Bruno Guimaraes za Ronalda Araujo?
Barcelona wykazuje zainteresowanie sprowadzeniem Bruno Guimaraesa. Brazylijczyk jest jednym z głównych kandydatów na zastąpienie Frenkiego de Jonga, którego przyszłość w klubie stoi pod znakiem zapytania. Choć priorytetem jest przedłużenie kontraktu z Holendrem, który wygasa w 2026 roku, istnieje duże prawdopodobieństwo, że zdecyduje się on na odejście już latem.
Joan Laporta wolałby sprzedać de Jonga teraz, zamiast stracić go za darmo za rok. Natomiast konieczne byłoby wtedy znalezienie następcy. Dyrektor sportowy Deco ponownie rekomenduje Bruno Guimaraesa.
Zobacz WIDEO: “Milik z Napoli mógł trafić do Realu czy Barcelony”
Jednak Newcastle żąda za niego ogromnej kwoty, podobnie jak w przypadku Alexandra Isaka. Pomocnik, który znajduje się również na radarze Manchesteru City, Liverpoolu i Paris Saint-Germain został wyceniony na około 90 milionów euro. Newcastle byłoby jednak skłonne obniżyć tę kwotę, jeśli do transakcji zostałby włączony Ronald Araujo.
Newcastle od dłuższego czasu śledzi sytuację urugwajskiego stopera. Eddie Howe jest przekonany, że 26-letni obrońca rozwiązałby problemy jego zespołu w defensywie.

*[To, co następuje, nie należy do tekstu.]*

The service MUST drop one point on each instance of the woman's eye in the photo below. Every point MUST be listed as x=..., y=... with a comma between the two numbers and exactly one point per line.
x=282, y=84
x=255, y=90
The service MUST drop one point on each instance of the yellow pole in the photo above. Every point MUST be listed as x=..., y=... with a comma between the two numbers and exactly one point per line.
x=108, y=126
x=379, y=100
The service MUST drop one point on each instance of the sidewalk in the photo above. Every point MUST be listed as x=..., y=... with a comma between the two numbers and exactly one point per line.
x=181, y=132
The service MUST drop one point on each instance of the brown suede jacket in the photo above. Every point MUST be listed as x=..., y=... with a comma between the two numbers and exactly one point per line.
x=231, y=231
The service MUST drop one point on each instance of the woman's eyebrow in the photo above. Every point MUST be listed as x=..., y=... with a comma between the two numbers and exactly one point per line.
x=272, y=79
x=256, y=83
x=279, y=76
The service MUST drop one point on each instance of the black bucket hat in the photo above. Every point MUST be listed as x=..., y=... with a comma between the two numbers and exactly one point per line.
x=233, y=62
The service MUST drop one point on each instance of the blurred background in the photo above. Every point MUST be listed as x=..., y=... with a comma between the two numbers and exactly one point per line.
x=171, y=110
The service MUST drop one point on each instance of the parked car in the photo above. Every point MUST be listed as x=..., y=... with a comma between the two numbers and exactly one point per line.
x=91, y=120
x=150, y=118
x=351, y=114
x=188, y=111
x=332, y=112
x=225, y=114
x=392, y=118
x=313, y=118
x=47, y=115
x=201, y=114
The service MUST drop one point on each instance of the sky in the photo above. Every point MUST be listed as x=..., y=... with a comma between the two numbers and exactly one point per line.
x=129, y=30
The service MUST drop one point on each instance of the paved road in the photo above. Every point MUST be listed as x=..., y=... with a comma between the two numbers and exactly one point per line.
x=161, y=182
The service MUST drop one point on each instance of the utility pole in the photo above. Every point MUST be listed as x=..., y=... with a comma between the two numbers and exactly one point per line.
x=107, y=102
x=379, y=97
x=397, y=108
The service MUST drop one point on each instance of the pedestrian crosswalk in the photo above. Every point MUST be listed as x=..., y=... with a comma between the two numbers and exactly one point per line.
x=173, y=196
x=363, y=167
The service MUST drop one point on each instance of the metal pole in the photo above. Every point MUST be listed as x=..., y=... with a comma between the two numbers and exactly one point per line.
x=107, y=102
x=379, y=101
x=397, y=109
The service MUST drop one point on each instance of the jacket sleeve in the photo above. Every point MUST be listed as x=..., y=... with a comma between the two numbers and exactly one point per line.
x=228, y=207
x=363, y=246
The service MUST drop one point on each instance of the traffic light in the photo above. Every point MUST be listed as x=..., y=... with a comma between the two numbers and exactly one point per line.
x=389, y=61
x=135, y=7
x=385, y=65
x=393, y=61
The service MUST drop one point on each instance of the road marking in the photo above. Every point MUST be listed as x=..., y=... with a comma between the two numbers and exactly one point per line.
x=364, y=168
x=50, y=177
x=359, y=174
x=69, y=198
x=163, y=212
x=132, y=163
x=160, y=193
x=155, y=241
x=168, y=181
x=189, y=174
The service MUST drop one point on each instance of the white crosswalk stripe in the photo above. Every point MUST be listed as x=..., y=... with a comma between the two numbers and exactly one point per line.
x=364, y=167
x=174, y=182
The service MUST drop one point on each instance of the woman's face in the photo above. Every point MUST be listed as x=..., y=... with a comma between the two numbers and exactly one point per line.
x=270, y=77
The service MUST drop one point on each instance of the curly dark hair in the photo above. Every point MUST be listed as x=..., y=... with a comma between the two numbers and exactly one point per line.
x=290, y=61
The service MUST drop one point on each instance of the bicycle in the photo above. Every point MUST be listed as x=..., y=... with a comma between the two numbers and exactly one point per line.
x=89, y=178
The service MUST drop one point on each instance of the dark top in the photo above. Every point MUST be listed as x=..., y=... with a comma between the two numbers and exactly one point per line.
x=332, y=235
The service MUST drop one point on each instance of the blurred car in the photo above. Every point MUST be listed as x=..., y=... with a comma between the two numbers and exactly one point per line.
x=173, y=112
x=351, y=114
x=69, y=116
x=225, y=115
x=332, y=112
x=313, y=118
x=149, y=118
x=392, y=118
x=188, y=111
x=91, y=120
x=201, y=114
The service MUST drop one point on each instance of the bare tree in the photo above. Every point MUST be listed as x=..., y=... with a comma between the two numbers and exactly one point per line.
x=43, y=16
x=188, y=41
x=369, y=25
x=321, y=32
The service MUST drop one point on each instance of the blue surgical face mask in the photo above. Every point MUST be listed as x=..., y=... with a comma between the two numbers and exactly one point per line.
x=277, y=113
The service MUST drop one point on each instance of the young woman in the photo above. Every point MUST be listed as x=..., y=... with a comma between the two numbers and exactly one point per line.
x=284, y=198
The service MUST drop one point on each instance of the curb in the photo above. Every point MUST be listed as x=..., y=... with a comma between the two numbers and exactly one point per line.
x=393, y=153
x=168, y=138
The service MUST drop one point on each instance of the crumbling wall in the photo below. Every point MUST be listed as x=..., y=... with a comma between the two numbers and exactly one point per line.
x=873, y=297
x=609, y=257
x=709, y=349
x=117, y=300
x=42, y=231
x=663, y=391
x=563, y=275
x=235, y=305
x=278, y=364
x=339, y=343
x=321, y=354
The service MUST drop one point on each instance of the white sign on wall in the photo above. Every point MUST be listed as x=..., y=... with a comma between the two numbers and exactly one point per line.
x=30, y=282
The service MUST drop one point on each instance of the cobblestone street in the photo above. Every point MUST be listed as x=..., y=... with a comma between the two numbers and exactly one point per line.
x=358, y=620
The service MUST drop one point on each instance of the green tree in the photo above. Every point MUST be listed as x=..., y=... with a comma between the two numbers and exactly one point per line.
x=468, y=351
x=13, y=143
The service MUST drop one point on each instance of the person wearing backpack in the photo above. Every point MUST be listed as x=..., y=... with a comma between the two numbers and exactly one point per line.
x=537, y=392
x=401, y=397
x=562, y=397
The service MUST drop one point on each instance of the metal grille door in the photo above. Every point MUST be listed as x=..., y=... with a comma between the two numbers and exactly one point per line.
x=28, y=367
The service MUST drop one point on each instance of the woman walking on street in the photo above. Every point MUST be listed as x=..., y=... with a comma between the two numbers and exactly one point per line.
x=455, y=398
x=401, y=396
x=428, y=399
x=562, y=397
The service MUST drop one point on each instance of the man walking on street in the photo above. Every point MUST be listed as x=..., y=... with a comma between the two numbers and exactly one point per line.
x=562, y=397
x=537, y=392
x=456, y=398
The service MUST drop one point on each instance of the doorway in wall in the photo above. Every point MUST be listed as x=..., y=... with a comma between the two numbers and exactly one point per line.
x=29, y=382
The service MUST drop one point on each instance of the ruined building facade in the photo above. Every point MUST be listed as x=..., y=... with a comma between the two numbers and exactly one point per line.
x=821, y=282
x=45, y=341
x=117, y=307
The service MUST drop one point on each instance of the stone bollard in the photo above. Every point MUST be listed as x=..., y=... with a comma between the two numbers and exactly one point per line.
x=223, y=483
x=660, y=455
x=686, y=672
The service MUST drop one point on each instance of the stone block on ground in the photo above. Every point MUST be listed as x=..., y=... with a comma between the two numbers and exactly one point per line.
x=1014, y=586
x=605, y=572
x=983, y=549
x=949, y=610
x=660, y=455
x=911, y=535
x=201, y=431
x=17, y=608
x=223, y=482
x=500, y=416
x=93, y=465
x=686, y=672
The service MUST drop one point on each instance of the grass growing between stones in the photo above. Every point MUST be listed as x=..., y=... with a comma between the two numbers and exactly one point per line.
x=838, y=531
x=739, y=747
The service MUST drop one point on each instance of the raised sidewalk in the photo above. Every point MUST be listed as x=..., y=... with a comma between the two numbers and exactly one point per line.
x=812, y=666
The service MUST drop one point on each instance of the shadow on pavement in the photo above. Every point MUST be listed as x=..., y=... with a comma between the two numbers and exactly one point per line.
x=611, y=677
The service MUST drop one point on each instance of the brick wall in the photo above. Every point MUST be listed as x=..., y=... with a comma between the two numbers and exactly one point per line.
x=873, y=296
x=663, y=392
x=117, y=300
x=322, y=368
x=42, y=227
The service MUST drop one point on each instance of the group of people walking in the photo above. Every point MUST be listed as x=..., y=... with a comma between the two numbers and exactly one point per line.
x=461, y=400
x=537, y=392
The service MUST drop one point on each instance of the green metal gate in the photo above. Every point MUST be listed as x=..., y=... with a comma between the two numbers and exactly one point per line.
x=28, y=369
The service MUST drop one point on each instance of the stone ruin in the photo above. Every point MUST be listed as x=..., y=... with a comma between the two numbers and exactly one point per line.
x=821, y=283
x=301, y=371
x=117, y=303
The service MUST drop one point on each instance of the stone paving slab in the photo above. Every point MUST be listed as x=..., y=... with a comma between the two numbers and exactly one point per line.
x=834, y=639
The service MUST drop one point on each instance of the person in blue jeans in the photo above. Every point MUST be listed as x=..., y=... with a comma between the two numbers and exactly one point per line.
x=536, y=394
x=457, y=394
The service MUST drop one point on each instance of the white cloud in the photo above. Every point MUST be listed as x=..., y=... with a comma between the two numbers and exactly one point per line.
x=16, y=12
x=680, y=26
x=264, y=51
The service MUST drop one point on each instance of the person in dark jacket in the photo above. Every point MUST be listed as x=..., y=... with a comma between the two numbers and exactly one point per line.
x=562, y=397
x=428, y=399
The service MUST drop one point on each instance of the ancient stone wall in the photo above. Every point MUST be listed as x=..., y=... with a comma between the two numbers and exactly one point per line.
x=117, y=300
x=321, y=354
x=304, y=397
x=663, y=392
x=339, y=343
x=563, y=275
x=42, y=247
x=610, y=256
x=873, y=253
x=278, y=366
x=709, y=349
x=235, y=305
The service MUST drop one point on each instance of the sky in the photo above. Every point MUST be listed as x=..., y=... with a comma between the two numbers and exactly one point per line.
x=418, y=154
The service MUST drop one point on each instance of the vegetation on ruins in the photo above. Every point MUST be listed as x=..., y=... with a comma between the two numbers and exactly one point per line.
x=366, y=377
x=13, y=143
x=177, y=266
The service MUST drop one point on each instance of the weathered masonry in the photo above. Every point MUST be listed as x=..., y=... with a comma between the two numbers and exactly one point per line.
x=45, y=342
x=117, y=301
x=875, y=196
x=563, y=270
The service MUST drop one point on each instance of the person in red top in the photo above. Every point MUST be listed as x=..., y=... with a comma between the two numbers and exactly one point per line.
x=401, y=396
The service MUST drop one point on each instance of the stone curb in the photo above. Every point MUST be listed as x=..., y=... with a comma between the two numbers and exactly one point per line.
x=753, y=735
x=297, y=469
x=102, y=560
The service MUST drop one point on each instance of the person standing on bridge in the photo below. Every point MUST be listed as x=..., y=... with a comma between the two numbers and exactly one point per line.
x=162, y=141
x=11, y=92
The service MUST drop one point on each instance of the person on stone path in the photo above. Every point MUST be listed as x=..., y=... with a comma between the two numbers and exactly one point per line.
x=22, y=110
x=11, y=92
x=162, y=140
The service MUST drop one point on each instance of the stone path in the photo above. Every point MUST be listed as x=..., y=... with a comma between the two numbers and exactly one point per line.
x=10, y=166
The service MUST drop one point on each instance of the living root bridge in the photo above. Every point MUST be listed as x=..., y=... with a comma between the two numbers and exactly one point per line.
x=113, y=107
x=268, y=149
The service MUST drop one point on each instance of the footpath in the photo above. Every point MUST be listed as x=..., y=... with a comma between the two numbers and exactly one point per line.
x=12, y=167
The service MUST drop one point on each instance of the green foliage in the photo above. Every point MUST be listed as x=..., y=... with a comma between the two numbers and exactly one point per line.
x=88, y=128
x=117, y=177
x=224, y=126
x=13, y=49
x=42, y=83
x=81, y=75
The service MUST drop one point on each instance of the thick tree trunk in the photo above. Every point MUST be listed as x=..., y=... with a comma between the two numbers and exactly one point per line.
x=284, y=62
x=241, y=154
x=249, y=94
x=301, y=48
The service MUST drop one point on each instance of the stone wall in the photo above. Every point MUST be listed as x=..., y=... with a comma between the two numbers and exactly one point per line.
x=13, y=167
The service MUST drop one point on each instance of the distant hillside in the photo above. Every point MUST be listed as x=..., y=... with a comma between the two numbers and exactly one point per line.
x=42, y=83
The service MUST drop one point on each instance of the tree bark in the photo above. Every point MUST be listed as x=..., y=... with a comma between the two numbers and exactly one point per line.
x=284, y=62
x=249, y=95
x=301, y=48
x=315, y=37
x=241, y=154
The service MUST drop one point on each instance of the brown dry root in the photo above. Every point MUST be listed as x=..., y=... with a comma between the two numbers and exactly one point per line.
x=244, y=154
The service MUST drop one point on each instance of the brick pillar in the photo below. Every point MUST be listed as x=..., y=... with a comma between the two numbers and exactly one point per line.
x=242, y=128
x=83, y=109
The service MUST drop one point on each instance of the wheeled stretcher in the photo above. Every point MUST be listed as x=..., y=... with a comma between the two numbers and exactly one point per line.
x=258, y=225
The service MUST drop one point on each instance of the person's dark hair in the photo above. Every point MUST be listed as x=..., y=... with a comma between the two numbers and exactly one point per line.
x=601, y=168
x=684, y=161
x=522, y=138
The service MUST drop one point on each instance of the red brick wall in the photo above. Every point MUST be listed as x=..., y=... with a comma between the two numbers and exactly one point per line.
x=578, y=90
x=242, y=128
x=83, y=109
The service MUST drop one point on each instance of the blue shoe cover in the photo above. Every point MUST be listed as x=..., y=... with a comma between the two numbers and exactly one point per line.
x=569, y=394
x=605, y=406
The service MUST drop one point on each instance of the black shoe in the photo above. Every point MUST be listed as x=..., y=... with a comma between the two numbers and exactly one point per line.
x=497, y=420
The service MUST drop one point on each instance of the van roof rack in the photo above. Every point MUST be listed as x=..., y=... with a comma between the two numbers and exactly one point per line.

Bluagrana może rozważyć taką wymianę, ponieważ uważa, że Araujo nie jest już niezbędny w składzie. Ich zdaniem Eric Garcia, Inigo Martinez i Pau Cubarsi prezentują wystarczający poziom. Barcelona może także pozyskać Jonathana Taha na zasadzie wolnego transferu.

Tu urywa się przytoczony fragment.